Under an 1870 act, Goldsmiths’ Hall was legislated as the venue for the annual Trial of the Pyx for testing the metallic composition of British coins.
The remaining six stops on the numismatic tour for the 1933 double eagle, and hours of public exhibition, where known, are:
? Dublin, Ireland, March 6 and 7, Baroque Chapel, Irish Museum of Modern Art, 1 to 8 p.m. March 6 and 10 a.m. to 4 p.m. March 7.
? Brussels, Belgium, Royal Library, March 9 and 10.
? Prague, Czech Republic, National Museum, March 13 to 14.
? Warsaw, Poland, National Museum, March 16 and 17.
? Oslo, Norway, Cultural Museum, March 20, 21 and 22.
? Helsinki, Finland, National Museum, March 27, 28 and 29.
Only one legal to own
The U.S. Treasury Department contends that it never officially released the 1933 double eagle into circulation.
Thirteen pieces of 445,500 coins struck are known to have survived government melting furnaces.
On March 6, 1933, President Franklin D. Roosevelt issued an executive order prohibiting banks from paying out gold coins or gold certificates.
An uncertain number of 1933 double eagles escaped into the marketplace, with most if not all transactions originating with a Philadelphia jeweler and coin dealer. In the 1940s and 1950s, the Secret Service identified and confiscated 10 examples sold by the dealer, all of which were melted.
One of the coins sold by the dealer eventually went to Egypt’s King Farouk. Farouk was able to remove his example from American soil in 1944 using an export license mistakenly granted Feb. 29, 1944, by the U.S. Treasury Department to the Egyptian Legation.
Farouk’s monarchy was toppled by a military coup in 1952, and two years later, the 1933 double eagle disappeared soon after the U.S. State Department requested it be withdrawn from the public sale of The Palace Collection, Farouk’s personal numismatic collection.
The coin purported to be the Farouk example surfaced during a Feb. 8, 1996, Secret Service sting operation at the Waldorf-Astoria Hotel in New York City. The dealer from whom the coin was confiscated and the federal government fought over ownership in court.
The coin, as part of a January 2001 court settlement, was sold July 30, 2002, by Sotheby’s, in conjunction with Stack’s, during a single-coin, nine-minute, public auction.
With buyer’s premium, the coin sold for $7.59 million, with the anonymous buyer paying an additional $20 to the federal government to monetize the piece. The hammer price of $6.9 million was split between the U.S. Mint and Stephen Fenton, the British dealer who imported the coin into the U.S. in 1996.
The coin, which U.S. Mint officials determined was struck with the same pair of dies that struck the two examples in the National Numismatic Collection, is currently on display at the Federal Reserve Bank of New York.

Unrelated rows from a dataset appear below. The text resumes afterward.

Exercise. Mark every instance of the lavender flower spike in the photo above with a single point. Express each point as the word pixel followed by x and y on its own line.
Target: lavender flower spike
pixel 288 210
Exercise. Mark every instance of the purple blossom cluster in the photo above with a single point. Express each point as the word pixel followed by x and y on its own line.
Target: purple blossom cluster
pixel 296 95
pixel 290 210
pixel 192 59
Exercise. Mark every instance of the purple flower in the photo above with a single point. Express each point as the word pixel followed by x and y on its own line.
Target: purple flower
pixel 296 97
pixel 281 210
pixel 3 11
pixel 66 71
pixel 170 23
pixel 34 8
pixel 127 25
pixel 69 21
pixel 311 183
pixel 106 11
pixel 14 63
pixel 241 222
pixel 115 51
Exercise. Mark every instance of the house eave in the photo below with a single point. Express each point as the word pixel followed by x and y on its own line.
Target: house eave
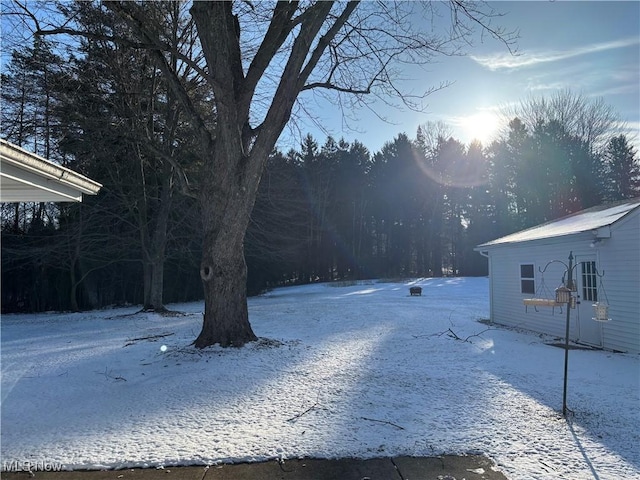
pixel 26 177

Ten other 1933 double eagles are known to exist. They are currently housed at the U.S. Mint’s Fort Knox Gold Bullion Depository in Kentucky.
The 10 pieces were turned over for authentication to the U.S. Mint in September 2004 by the family of Philadelphia jeweler Israel Switt, who reportedly acquired the coins directly from the Philadelphia Mint and is the same dealer who marketed the coins in the late 1930s and early 1940s. Switt acknowledged in an interview with Secret Service agents in the 1940s that he had sold some examples of the coins to others.
Until the 10 pieces surfaced, Mint officials believed that all extant examples had been recovered and melted.
In August 2005, United States Mint officials seized the 10 gold pieces, claiming them as recovered government property.
The seizure triggered a nearly six-year-long legal battle by Switt’s heirs (his daughter and two grandsons), who sought to have the 10 gold coins returned.
The court case culminated in July 2011 with a federal court jury in Philadelphia ruling in favor of the federal government, supporting the claim the coins were not legally obtained, but were stolen government property. ¦
Editor's note: The wrong images were provided with a press release and used in the print and digital editions of this article in the Feb. 27 issue of Coin World. The correct obverse and reverse are used here.